In the thousands of column-inches and kilometres of videotape, the reality that a civil war is raging in Zaire has been forgotten. The ADFL is being blamed for the crimes of the enemies of the Zairean and Rwandan peoples.

The refugees who remain in Zaire are the last of more than 1.3 million members of the Hutu ethnic group who fled to Zaire from Rwanda after a Hutu-chauvinist government ordered the murder of more than 500,000 minority Tutsis and anti-government Hutus in 1994.

A mass uprising led by the Rwandan Patriotic Front overthrew the government and forced it and its genocidal armed forces from the country. The refugee camps in eastern Zaire became virtual concentration camps controlled by the Hutu-chauvinist army and militia — the interahamwe.

Innocent Hutu refugees were held hostage in the camps until freed by the uprising, begun last September, of Zaireans fed up with the vicious attacks of the interahamwe, allied with Mobutu's army. More than a million refugees streamed home to Rwanda after the interahamwe's control over the camps was broken.

Those most responsible for the genocide, together with their families and tens of thousands of innocent refugees still held captive, moved deeper into Zaire as the ADFL advanced west. The camps that housed the 80,000 refugees near Kisangani remained firmly under the brutal rule of the interahamwe.

The UN and aid agencies continued to turn a blind eye to the control of the camps by mass murderers, as they had done for the two years after the expulsion of the interahamwe from Rwanda.

The rebels agreed to allow the UN to repatriate the refugees but asked that it be done by road, not by air. An airlift on the scale envisaged by the UN would have taken months and completely clogged the Kisangani airport, severely hampering the campaign to overthrow Mobutu.

The ADFL did not want thousands of armed opponents camped within striking distance of the strategic Kisangani airport and Zaire's second largest city. For the UN and aid agencies to demand this was tantamount to siding with the interahamwe and Mobutu in the civil war. As the refugees' condition worsened, the UN and aid agencies refused to shift them by road.

The UN, the media and aid agencies hysterically denounced the ADFL's decision to "seal off" the camps on April 21, but glossed over the reasons for it. Since the refugees arrived in the area, local villagers have suffered continual armed raids from the interahamwe, stealing food and destroying crops.

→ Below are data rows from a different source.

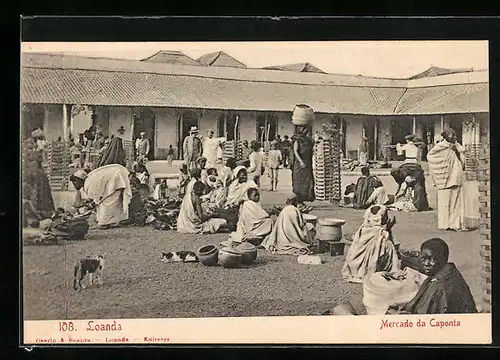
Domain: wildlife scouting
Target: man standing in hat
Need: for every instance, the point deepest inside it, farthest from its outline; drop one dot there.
(192, 148)
(142, 147)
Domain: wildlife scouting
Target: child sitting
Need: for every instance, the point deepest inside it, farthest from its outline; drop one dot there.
(161, 190)
(170, 155)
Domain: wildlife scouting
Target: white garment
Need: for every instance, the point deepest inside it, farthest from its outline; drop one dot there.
(210, 150)
(256, 161)
(410, 150)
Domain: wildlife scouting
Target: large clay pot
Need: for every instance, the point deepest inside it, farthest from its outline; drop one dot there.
(208, 255)
(330, 229)
(230, 258)
(302, 115)
(312, 219)
(248, 252)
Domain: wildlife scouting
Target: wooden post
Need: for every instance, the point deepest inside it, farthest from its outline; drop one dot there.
(65, 122)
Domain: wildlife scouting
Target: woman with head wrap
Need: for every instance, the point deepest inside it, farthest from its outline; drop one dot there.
(291, 234)
(34, 175)
(372, 248)
(444, 291)
(237, 191)
(113, 154)
(109, 188)
(446, 162)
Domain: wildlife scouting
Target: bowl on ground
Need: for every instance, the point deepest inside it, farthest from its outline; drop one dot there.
(208, 255)
(230, 258)
(248, 252)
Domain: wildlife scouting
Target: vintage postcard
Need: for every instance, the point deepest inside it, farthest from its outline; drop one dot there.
(256, 192)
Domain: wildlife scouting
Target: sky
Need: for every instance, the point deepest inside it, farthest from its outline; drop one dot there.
(393, 59)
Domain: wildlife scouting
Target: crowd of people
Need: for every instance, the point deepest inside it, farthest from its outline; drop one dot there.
(223, 197)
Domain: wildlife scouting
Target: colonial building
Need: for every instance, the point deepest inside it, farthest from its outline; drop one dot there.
(167, 93)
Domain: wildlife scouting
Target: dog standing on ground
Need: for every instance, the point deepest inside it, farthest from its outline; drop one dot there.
(179, 256)
(94, 267)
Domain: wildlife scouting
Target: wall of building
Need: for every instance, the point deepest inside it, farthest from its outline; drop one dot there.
(120, 116)
(353, 131)
(166, 131)
(53, 122)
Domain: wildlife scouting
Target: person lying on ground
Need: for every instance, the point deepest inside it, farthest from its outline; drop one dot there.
(291, 234)
(444, 291)
(254, 222)
(364, 188)
(372, 249)
(192, 219)
(109, 188)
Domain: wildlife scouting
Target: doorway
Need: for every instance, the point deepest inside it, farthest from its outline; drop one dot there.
(186, 121)
(145, 121)
(32, 117)
(228, 126)
(267, 127)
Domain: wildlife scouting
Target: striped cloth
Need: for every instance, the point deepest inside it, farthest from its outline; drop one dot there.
(445, 167)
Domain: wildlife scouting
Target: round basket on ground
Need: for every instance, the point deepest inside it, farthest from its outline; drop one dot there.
(312, 219)
(248, 252)
(330, 229)
(208, 255)
(302, 115)
(230, 258)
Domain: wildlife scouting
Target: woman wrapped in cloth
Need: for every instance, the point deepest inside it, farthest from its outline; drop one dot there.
(458, 199)
(291, 234)
(412, 168)
(373, 248)
(109, 188)
(34, 175)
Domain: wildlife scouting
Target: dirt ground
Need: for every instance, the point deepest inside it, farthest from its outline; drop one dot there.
(138, 285)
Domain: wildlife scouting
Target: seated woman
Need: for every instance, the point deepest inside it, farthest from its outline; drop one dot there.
(237, 191)
(291, 235)
(372, 248)
(192, 219)
(254, 222)
(379, 195)
(444, 291)
(410, 197)
(109, 188)
(364, 188)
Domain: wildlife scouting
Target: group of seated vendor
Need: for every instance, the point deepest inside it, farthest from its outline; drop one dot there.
(369, 190)
(434, 286)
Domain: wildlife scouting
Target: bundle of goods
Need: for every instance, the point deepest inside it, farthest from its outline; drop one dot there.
(38, 236)
(69, 226)
(327, 170)
(162, 214)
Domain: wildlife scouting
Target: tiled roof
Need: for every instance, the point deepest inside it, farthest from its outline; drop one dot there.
(137, 89)
(220, 58)
(299, 67)
(70, 80)
(445, 99)
(171, 57)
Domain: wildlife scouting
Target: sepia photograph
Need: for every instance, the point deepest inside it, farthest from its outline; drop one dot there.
(335, 180)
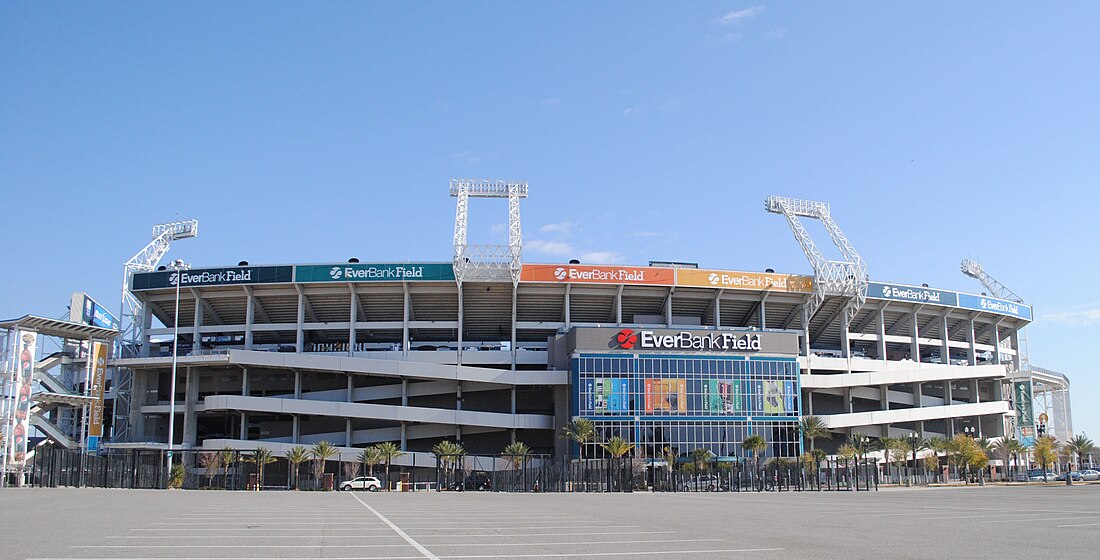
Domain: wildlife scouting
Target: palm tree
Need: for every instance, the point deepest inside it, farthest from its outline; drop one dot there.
(755, 445)
(813, 428)
(261, 457)
(388, 451)
(370, 457)
(227, 457)
(321, 451)
(296, 456)
(581, 430)
(1081, 446)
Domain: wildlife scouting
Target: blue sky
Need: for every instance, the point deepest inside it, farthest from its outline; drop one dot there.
(312, 133)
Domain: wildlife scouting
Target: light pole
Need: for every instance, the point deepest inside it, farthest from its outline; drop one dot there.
(177, 265)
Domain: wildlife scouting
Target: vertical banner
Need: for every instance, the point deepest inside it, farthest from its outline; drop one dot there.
(24, 377)
(98, 380)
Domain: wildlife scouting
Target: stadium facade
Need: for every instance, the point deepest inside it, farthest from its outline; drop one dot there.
(487, 350)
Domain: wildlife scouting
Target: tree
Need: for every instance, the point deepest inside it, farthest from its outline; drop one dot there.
(227, 457)
(447, 453)
(261, 457)
(1081, 446)
(581, 430)
(296, 456)
(211, 462)
(813, 428)
(1045, 451)
(755, 445)
(388, 451)
(321, 451)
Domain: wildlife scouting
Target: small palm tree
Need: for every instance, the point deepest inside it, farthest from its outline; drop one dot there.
(227, 457)
(296, 456)
(1081, 446)
(321, 451)
(581, 430)
(261, 457)
(813, 428)
(388, 450)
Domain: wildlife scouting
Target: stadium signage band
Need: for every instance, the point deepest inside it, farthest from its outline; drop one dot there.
(575, 273)
(405, 272)
(682, 340)
(732, 280)
(914, 294)
(213, 276)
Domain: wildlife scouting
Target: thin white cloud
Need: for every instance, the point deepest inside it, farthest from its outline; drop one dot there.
(564, 228)
(550, 248)
(1084, 316)
(739, 15)
(601, 257)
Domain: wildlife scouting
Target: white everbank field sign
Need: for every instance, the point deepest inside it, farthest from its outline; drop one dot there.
(685, 340)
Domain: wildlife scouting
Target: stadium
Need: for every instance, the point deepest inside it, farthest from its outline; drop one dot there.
(488, 349)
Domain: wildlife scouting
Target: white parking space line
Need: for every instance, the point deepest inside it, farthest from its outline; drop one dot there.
(589, 555)
(427, 553)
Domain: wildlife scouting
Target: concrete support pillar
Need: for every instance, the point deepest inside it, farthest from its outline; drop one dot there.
(190, 420)
(250, 317)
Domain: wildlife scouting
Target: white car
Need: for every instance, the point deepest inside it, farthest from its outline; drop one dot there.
(369, 483)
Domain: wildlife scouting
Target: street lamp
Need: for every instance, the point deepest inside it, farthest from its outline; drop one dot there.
(177, 265)
(914, 440)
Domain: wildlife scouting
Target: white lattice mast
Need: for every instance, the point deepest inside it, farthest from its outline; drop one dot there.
(1000, 291)
(848, 277)
(132, 314)
(480, 262)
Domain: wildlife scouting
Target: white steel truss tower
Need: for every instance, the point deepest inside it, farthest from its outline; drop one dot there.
(847, 278)
(487, 263)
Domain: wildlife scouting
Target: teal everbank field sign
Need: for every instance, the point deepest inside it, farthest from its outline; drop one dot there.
(359, 272)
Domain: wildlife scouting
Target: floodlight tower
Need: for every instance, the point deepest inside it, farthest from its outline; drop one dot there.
(132, 317)
(1000, 291)
(487, 263)
(846, 278)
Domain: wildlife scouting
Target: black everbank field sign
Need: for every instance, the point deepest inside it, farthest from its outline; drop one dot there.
(672, 340)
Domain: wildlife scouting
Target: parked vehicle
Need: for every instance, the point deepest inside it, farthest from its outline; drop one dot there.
(479, 481)
(369, 483)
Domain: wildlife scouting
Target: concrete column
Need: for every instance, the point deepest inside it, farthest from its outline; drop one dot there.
(914, 348)
(196, 337)
(299, 342)
(190, 421)
(250, 314)
(354, 318)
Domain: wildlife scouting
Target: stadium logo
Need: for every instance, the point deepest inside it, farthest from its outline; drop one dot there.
(626, 339)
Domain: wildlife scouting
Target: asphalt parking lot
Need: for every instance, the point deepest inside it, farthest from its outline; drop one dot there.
(1036, 522)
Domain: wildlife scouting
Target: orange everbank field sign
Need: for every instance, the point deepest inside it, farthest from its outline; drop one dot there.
(745, 281)
(579, 273)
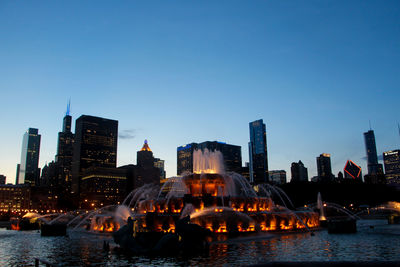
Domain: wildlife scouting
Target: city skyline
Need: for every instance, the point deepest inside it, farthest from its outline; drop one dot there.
(179, 73)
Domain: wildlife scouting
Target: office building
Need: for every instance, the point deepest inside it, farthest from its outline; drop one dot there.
(145, 158)
(374, 168)
(352, 171)
(324, 168)
(277, 177)
(258, 152)
(102, 186)
(29, 172)
(15, 198)
(391, 160)
(65, 151)
(160, 164)
(299, 172)
(95, 145)
(232, 156)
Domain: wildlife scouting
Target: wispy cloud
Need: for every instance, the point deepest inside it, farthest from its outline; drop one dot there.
(380, 157)
(127, 134)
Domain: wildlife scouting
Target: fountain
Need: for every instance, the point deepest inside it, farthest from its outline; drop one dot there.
(218, 201)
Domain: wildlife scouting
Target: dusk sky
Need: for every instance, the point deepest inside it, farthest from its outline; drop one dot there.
(176, 72)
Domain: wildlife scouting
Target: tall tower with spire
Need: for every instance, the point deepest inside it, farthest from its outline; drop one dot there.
(65, 150)
(145, 158)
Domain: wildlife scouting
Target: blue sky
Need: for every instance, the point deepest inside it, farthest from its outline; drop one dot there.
(176, 72)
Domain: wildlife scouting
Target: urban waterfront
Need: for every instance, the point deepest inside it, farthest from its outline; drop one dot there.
(377, 243)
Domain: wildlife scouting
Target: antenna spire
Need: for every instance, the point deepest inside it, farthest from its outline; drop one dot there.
(68, 108)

Incensed villagers retaliated by attacking the refugee camps with machetes. Survivors spoke of "hundreds" being killed. Some claimed rebels had fired on refugees from a passing train. Journalists repeated these claims but could find only 20 injured people and a dozen corpses — all had machete, not bullet, wounds.

ADFL forces moved in to stop the bloodletting and were ambushed by interahamwe hiding in the camps. As happened many times before, the interahamwe ordered the refugee camps cleared. Under fear of death, the refugees marched en masse into the jungle.

Journalists, the UN and aid agency spokespeople developed collective amnesia and refused to report that this has been a pattern since the start of the civil war. Nor did they report that it is not unusual for the interahamwe to execute refugees too sick to move or who attempt to escape. Instead, the rebels were blamed.

On April 29, the refugees began to emerge from the jungle in their tens of thousands. Kabila agreed to the UN airlift from Kisangani as long as it is completed within 60 days, yet this too drew criticism from the UN and aid agencies. The first flights reached Rwanda on April 30.

Meanwhile, ADFL fighters are within 390 kilometres of Kinshasa, having liberated Kikwit on April 29. Reuters reported jubilation in the city after most government troops fled before the rebels arrived. Rebels are approaching the capital from the north, the east and south. ADFL leaders predict they will be in Kinshasa by mid-May.